Echoing similar views, U.S. Secretary of State Hillary Rodham Clinton, in her recent eleven day African tour covering at least seven nations, urged African nations to embrace democracy and partnerships with responsible foreign powers, and she said, “The days of having outsiders come and extract the wealth of Africa for themselves leaving nothing behind should be over in the 21st century”, accusing China indirectly.

African countries are in a dilemma in these geostrategic games. Many African countries are doubtful about China’s real intentions. Chinese state-owned firms in Africa face criticism for using imported labor to build government-financed projects and over exploitation of resources. For example, The China Non-Ferrous Metals Mining Corporation’s huge investments in the copper fields of Zambia became a big issue national over the treatment of domestic laborers and the environment.

This dilemma was reverberated in speeches of African leaders in the conference. According Jacob Zuma, “this kind of (resource based) trade is unsustainable in the long term and need to be cautious when entering into new partnerships”. But, certainly many African countries do appreciate the Chinese no-strings-attached approach to aid.

FOCAC also called for reforms in international institutions and global economic governance as unreformed institutions is a major constraint to Africa’s development. African countries announced their support to the BRICS countries in setting up a new development bank, a contradictory move challenging the IMF and World Bank dominated economic system.
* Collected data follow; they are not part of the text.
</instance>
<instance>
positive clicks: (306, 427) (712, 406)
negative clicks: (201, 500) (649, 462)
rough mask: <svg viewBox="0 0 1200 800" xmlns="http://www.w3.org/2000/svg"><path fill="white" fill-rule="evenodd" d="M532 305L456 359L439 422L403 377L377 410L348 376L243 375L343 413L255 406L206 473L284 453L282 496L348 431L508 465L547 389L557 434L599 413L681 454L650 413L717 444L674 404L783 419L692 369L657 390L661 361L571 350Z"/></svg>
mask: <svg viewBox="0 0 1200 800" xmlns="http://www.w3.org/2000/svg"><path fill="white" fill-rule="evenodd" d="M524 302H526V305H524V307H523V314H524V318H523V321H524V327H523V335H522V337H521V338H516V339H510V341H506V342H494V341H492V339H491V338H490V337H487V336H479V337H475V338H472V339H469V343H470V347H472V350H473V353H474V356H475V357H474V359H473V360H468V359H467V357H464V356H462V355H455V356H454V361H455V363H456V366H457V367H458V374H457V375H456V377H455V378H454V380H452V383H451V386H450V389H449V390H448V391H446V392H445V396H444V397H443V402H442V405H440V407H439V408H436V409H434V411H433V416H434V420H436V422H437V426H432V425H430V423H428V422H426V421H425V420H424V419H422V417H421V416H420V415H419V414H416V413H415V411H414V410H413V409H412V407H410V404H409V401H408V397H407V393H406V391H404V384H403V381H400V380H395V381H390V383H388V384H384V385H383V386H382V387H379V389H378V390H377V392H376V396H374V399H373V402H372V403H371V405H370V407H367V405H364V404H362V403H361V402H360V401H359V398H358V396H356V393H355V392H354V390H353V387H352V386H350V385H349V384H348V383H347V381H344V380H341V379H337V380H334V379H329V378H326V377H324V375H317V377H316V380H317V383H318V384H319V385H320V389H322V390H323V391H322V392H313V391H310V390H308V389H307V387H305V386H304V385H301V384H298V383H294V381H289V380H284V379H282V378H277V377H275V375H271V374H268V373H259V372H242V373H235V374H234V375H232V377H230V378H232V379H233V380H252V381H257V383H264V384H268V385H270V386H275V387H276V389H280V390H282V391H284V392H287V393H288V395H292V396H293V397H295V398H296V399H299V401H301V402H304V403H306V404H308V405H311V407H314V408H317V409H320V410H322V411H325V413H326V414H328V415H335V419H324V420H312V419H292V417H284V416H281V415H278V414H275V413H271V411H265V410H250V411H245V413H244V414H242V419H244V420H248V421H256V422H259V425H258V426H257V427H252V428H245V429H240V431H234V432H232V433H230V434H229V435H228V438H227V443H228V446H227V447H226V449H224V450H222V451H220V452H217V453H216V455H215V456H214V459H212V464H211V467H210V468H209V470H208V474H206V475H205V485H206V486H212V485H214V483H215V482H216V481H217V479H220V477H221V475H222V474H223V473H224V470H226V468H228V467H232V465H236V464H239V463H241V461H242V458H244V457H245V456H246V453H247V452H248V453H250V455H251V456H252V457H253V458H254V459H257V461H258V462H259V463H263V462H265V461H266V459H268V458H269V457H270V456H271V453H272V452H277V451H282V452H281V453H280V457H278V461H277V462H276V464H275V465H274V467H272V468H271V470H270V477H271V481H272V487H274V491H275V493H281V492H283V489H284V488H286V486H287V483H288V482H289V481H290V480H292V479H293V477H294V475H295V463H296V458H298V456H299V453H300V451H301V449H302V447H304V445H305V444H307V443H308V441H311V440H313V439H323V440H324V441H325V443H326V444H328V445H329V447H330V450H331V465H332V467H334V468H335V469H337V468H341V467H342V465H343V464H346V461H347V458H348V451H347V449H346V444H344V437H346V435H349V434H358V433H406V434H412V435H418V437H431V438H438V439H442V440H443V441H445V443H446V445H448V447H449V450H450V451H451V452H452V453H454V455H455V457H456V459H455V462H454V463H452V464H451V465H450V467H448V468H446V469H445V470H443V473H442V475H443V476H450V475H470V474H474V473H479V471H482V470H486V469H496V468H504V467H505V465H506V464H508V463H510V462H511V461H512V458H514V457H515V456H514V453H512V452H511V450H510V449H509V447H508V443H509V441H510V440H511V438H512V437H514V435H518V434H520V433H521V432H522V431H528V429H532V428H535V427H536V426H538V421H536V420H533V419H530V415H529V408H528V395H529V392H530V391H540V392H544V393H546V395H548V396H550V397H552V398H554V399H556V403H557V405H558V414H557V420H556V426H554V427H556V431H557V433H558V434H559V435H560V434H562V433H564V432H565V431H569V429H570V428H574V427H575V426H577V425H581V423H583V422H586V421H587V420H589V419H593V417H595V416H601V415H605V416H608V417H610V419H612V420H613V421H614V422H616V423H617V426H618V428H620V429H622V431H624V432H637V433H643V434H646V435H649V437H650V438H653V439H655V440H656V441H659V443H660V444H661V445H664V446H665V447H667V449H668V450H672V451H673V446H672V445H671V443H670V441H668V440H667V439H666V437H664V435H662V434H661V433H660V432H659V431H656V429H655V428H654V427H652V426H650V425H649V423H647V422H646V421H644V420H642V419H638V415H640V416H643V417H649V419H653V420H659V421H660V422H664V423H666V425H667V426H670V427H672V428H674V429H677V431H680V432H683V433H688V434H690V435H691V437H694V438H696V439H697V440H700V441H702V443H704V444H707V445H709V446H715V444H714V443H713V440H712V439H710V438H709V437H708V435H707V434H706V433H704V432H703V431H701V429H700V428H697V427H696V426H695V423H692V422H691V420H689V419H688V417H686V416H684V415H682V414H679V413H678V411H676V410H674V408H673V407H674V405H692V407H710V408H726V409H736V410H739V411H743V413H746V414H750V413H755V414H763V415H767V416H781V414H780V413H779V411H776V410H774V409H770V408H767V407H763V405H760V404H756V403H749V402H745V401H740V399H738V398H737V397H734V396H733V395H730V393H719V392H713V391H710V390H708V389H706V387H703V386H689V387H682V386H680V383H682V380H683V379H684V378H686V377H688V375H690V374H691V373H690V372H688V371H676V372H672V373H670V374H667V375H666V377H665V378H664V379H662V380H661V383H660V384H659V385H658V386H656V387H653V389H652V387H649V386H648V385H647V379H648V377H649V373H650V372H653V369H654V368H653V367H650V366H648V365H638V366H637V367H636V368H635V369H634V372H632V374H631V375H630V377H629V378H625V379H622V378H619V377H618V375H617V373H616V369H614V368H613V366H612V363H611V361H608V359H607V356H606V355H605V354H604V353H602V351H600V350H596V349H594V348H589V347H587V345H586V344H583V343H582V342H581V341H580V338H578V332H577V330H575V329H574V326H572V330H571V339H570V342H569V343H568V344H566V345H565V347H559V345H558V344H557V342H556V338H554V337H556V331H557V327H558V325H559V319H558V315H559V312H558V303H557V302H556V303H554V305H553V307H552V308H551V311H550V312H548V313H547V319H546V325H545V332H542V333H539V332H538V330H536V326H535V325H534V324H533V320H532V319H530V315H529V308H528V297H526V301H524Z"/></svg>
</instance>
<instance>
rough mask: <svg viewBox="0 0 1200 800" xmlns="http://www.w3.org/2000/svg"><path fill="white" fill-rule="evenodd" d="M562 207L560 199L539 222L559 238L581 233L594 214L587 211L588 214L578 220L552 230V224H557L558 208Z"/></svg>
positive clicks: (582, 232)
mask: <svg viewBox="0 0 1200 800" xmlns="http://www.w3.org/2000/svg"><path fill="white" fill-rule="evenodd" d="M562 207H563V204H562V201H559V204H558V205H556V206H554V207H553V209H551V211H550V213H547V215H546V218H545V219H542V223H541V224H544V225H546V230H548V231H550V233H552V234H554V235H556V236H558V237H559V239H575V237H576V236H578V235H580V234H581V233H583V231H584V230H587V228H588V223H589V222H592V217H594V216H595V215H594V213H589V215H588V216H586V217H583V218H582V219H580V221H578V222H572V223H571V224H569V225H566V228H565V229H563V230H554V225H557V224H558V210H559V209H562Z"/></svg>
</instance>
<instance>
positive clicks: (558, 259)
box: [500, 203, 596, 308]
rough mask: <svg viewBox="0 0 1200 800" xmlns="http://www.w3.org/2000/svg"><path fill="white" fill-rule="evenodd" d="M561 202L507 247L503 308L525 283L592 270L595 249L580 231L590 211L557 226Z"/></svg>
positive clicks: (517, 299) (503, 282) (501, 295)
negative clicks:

What drives China into Africa can be classified into three categories: strategic, to acquire oil and strategic metals; business, to expand the market for Chinese products; and political, to nurture partnerships including for military support in future.

Ultimately, the Chinese has been successful in conveying to African countries that China is also a developing country and can serve them better by sharing its development experiences that reflect the spirit of South-South cooperation.